Chat commands
Type / in any chat composer to see the list. Commands either change how the next message runs (a sticky mode) or act once. Anything that isn't a command is sent to the agent as a task.
Reference
| Command | What it does |
|---|---|
| /plan | Plan mode: the agent proposes changes and shows a diff, but nothing is written to your repo until you accept. The default, safe posture. |
| /apply | Apply mode: edits land directly in your working tree as the agent makes them. Use once you trust the run. |
| /conduct | Toggle Conductor mode, or /conduct <task> for a single orchestrated run: the goal is planned, sub-tasks fan out to the model best at each, and the result is cross-reviewed. See the Conductor. |
| /one-shot | Toggle autonomous build, or /one-shot <brief> for one run: from a short brief the agent plans the full scope and builds it end to end, auto-applying. Runs longer than a normal turn. |
| /skill | Attach a learned skill by name (/skill lists them). A recorded skill replays its steps on send; a procedural skill guides the next message. |
| /brief | Scaffold a structured task brief — goal, acceptance criteria, constraints, test command — into the composer to fill in and send. A structured brief steers the agent far better than a one-line ask. |
| /clear | Clear the current conversation and start fresh in the same workspace. |
| /help | List the available commands inline. |
Plan vs. apply vs. one-shot
Plan and apply are about who accepts the edits. One-shot is about scope: it hands the agent a goal and lets it work autonomously until done. They combine with your chosen model and with Conductor mode.
- Plan — review every diff before it's written. Best for unfamiliar code.
- Apply — edits stream straight into the repo. Best once you're moving fast.
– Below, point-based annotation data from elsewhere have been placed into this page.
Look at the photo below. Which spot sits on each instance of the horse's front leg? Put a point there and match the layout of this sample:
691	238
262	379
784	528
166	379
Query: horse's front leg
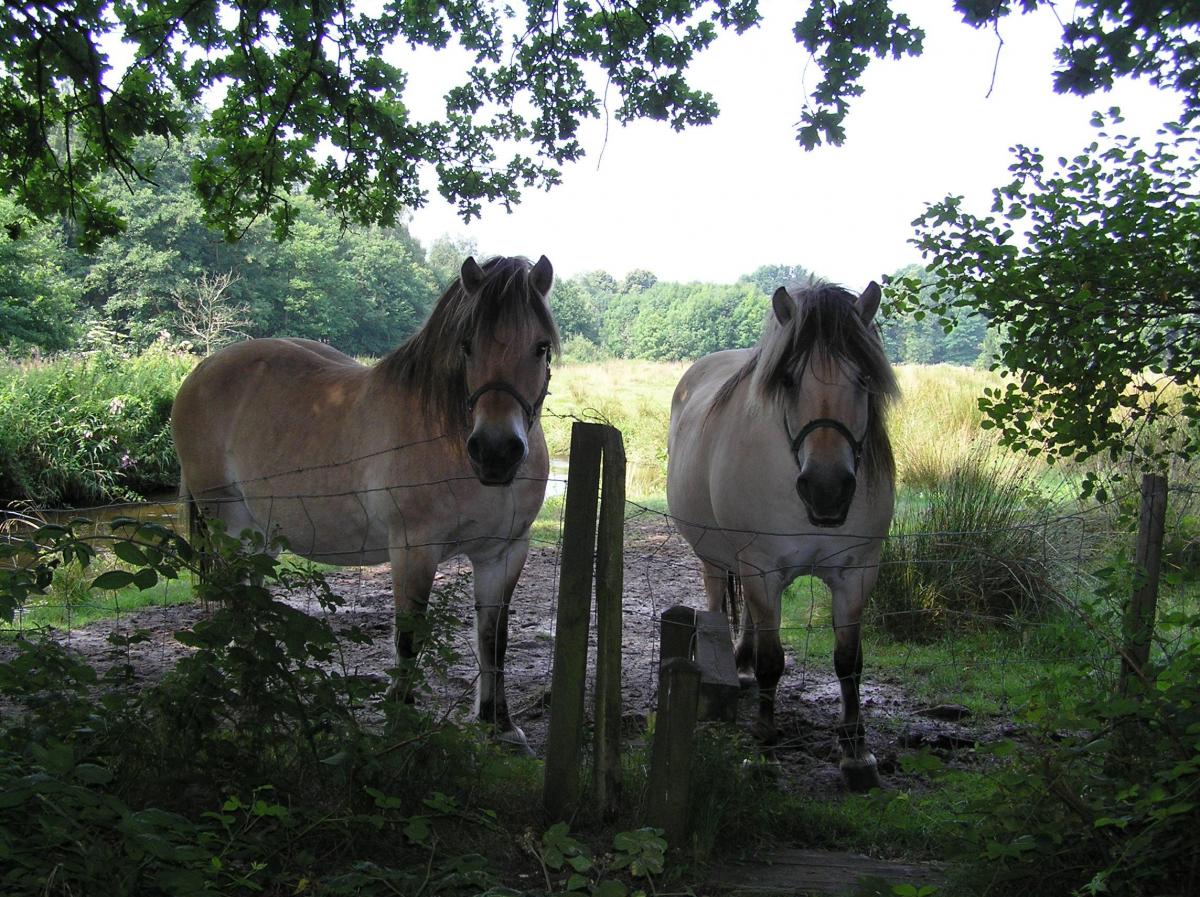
762	595
496	578
858	765
412	579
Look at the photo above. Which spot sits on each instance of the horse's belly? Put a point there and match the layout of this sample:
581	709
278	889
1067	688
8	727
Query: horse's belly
330	529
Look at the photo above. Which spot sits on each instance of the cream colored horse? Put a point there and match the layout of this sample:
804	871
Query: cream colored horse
780	467
433	452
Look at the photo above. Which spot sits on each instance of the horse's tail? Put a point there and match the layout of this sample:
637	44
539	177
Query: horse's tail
195	527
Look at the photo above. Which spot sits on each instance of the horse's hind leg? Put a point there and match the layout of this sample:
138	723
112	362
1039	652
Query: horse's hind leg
412	579
496	578
721	588
858	765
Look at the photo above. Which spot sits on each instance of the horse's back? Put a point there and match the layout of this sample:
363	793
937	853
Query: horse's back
259	408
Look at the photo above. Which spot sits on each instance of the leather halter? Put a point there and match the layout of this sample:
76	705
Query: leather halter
822	423
531	409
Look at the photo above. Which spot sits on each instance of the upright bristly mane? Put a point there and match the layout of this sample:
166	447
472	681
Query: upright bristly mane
432	362
826	321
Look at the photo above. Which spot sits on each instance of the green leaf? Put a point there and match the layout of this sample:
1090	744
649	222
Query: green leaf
129	553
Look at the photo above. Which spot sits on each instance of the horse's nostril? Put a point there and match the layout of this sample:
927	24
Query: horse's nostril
804	487
516	450
847	489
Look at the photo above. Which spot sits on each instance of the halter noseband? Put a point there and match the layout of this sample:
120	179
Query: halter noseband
531	409
822	423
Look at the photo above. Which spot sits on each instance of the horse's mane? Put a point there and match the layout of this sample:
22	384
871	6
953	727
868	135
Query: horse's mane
431	361
826	320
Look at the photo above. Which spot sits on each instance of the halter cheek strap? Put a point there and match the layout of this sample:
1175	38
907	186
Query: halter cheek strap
823	423
531	409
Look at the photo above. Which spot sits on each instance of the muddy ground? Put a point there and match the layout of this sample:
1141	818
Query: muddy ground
660	572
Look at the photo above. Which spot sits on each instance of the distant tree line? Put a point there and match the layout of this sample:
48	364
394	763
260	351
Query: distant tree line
360	289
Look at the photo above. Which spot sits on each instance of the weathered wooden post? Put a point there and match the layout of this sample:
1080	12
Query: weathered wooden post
1139	619
675	728
591	444
610	588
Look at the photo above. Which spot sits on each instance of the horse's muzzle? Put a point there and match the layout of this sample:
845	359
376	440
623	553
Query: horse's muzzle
827	499
496	458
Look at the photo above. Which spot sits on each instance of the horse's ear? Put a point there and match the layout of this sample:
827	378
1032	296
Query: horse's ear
543	276
472	275
784	305
869	302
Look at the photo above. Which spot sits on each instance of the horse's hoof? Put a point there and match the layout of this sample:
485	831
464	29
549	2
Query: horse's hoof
400	694
766	734
861	774
516	740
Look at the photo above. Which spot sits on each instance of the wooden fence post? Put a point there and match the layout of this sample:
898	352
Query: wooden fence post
675	728
591	445
1139	619
561	788
610	587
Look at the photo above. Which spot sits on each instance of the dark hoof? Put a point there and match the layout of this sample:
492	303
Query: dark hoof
861	774
400	693
765	733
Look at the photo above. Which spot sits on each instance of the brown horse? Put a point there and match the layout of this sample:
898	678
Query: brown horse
433	452
780	467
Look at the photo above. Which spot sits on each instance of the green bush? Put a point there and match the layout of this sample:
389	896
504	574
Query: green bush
971	552
93	428
1103	793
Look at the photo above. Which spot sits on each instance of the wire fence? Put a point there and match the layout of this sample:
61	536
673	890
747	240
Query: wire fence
952	680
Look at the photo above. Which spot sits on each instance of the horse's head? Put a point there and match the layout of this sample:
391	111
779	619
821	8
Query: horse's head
827	395
505	363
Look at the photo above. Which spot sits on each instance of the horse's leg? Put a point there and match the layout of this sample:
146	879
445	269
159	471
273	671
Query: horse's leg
719	590
496	578
858	765
412	579
762	596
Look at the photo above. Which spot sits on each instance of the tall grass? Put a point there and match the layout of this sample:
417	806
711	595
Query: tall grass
633	396
89	429
972	552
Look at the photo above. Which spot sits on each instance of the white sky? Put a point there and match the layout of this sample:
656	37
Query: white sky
717	202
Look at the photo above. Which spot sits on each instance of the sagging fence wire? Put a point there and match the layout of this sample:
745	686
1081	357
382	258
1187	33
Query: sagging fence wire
970	656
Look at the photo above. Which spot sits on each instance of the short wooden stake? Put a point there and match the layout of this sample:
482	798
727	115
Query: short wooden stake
677	633
675	729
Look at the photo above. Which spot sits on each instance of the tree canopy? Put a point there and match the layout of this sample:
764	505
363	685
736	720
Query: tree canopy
311	96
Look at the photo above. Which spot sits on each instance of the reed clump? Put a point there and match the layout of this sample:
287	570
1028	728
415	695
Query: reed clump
973	552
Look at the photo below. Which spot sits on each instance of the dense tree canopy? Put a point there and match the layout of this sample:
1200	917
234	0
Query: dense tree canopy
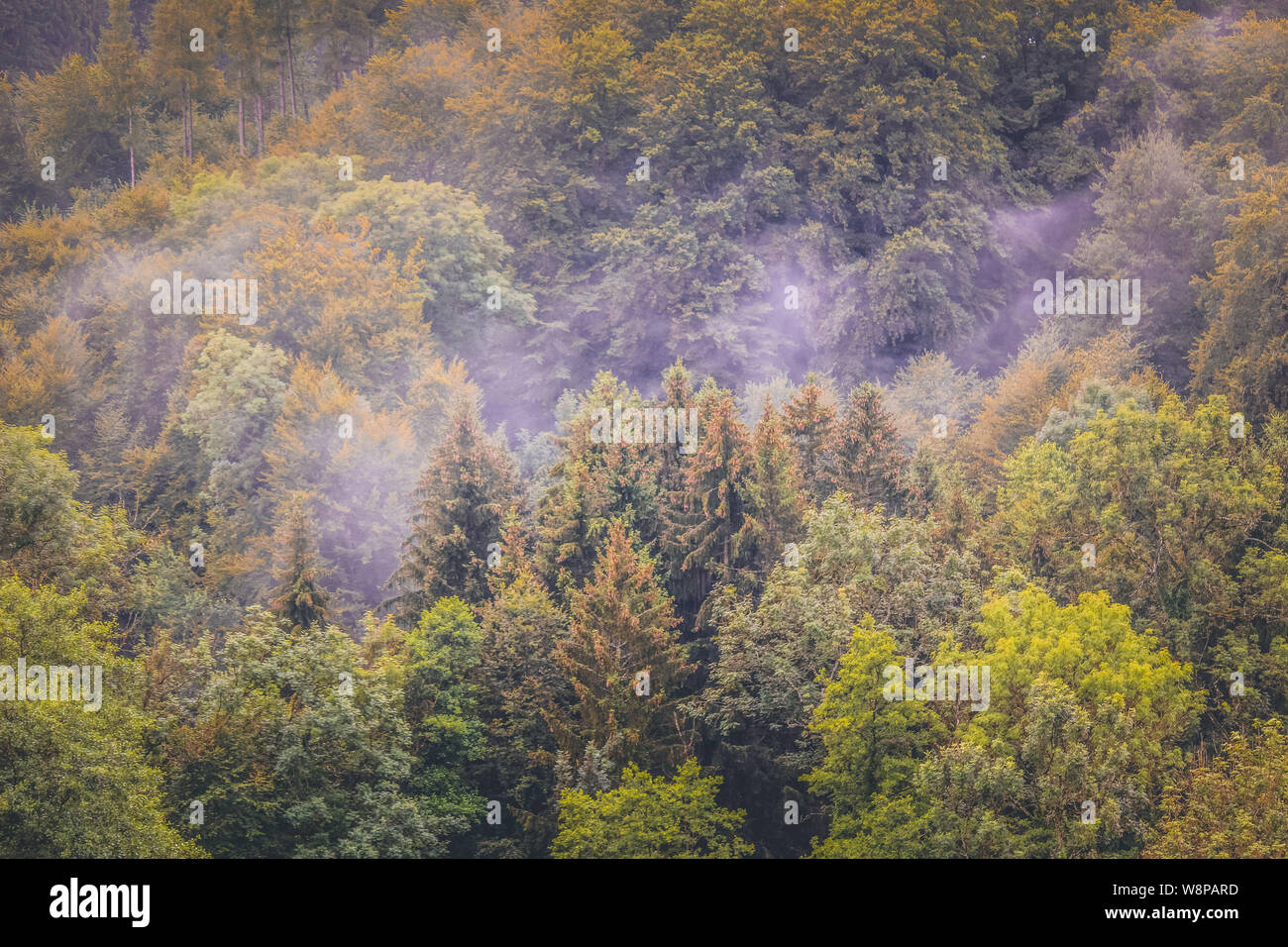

- One-shot — a brief in, a finished change out; the agent plans and executes the whole thing.
How skill replay works
When you record a skill, Lectern captures the concrete steps you took (the commands run, files touched, the recipe). Attaching that skill with /skill <name> and sending replays those exact steps rather than asking the model to re-derive them — deterministic, and it spends no reasoning tokens re-planning a procedure you've already proven. Skills also auto-apply when a task clearly matches one; the Hub is where you create, edit, and share them.